Anacithara platycheila

Scientific classification
- Kingdom: Animalia
- Phylum: Mollusca
- Class: Gastropoda
- Subclass: Caenogastropoda
- Order: Neogastropoda
- Superfamily: Conoidea
- Family: Horaiclavidae
- Genus: Anacithara
- Species: A. platycheila
- Binomial name: Anacithara platycheila (E. A. Smith, 1882)
- Synonyms: Pleurotoma (Mangilia) platycheila E. A. Smith, 1882 (original combination); Pleurotoma platycheila E. A. Smith, 1882 (original combination);

= Anacithara platycheila =

- Authority: (E. A. Smith, 1882)
- Synonyms: Pleurotoma (Mangilia) platycheila E. A. Smith, 1882 (original combination), Pleurotoma platycheila E. A. Smith, 1882 (original combination)

Species of gastropod

Anacithara platycheila is a species of sea snail, a marine gastropod mollusk in the family Horaiclavidae.

==Description==
The length of the ovate, dirty white shell attains 6.5 mm, its diameter 2 2/3 mm.

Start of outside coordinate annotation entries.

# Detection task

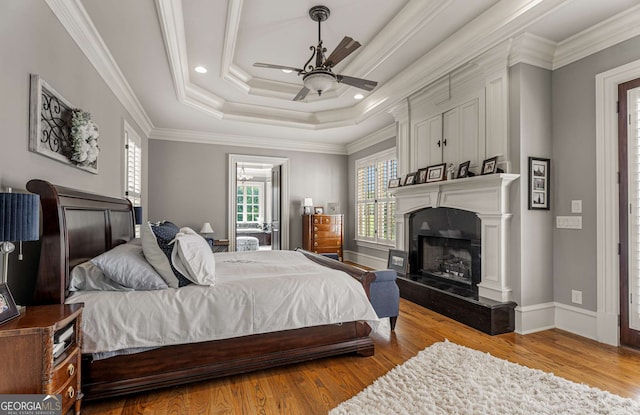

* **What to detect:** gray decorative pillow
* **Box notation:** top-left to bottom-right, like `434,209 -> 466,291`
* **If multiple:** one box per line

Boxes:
69,261 -> 133,291
91,243 -> 168,291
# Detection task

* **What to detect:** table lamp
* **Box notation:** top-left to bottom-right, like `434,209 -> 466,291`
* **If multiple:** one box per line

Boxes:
0,188 -> 40,284
302,197 -> 313,215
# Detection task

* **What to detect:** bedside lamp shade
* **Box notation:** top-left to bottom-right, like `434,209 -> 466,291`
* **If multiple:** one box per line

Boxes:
133,206 -> 142,225
0,192 -> 40,284
200,222 -> 213,234
0,193 -> 40,242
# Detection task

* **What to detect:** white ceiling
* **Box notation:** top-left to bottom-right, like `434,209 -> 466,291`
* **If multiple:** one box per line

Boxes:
72,0 -> 640,153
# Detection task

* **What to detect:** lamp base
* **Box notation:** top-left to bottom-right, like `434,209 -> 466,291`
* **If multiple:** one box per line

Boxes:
0,242 -> 16,284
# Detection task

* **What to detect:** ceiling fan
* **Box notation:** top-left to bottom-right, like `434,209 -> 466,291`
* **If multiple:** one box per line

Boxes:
253,6 -> 378,101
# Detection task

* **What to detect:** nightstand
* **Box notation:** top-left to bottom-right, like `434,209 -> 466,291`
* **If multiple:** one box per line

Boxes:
211,239 -> 229,252
0,304 -> 82,414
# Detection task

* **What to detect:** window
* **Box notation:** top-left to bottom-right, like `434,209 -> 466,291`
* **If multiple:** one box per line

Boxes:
356,148 -> 398,245
124,122 -> 142,237
236,182 -> 264,223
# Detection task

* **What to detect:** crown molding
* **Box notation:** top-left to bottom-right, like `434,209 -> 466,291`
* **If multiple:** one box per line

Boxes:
45,0 -> 153,135
149,128 -> 347,155
509,33 -> 556,70
553,5 -> 640,70
347,122 -> 397,155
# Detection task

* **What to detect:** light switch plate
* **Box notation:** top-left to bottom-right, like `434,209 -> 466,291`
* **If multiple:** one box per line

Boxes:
556,216 -> 582,229
571,200 -> 582,213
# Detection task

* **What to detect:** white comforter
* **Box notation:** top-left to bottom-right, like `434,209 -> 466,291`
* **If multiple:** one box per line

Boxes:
67,251 -> 378,353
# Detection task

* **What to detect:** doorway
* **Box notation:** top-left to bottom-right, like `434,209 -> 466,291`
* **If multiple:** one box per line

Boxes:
618,79 -> 640,348
228,154 -> 289,251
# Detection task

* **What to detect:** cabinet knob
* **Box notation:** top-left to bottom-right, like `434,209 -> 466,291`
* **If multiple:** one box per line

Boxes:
67,363 -> 76,377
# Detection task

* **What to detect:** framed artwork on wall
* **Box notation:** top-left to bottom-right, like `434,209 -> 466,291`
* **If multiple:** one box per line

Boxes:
529,157 -> 551,210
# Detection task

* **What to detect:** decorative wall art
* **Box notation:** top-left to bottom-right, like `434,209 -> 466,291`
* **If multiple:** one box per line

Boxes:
529,157 -> 551,210
29,74 -> 100,174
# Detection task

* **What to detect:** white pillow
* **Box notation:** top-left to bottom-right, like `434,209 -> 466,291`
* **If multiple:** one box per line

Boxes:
91,243 -> 167,291
69,261 -> 133,291
141,222 -> 179,288
171,228 -> 216,285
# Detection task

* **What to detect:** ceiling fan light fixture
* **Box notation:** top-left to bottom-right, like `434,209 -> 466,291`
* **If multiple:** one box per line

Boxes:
302,70 -> 336,95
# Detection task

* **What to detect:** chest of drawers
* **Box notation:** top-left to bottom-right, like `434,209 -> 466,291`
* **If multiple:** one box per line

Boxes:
302,215 -> 344,261
0,304 -> 82,414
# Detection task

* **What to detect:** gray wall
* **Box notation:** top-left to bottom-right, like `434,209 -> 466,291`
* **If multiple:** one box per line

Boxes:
344,137 -> 396,260
0,1 -> 146,304
552,37 -> 640,311
148,140 -> 352,249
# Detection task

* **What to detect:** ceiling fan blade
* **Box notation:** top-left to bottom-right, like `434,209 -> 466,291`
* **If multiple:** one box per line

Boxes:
324,36 -> 361,68
293,86 -> 310,101
253,62 -> 303,74
336,75 -> 378,91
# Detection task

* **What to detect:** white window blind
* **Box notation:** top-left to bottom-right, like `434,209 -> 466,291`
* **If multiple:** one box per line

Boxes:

It contains 6 1/2 whorls. The outer lip is conspicuously thin, very dilated laterally and slightly sinuate on top. The columella has a slight callus. The open siphonal canal is very short. The single reddish-brown band around the body whorl and the broadly expanded lip at once mark the distinctness of this species. The maculations near the suture are about three on a whorl.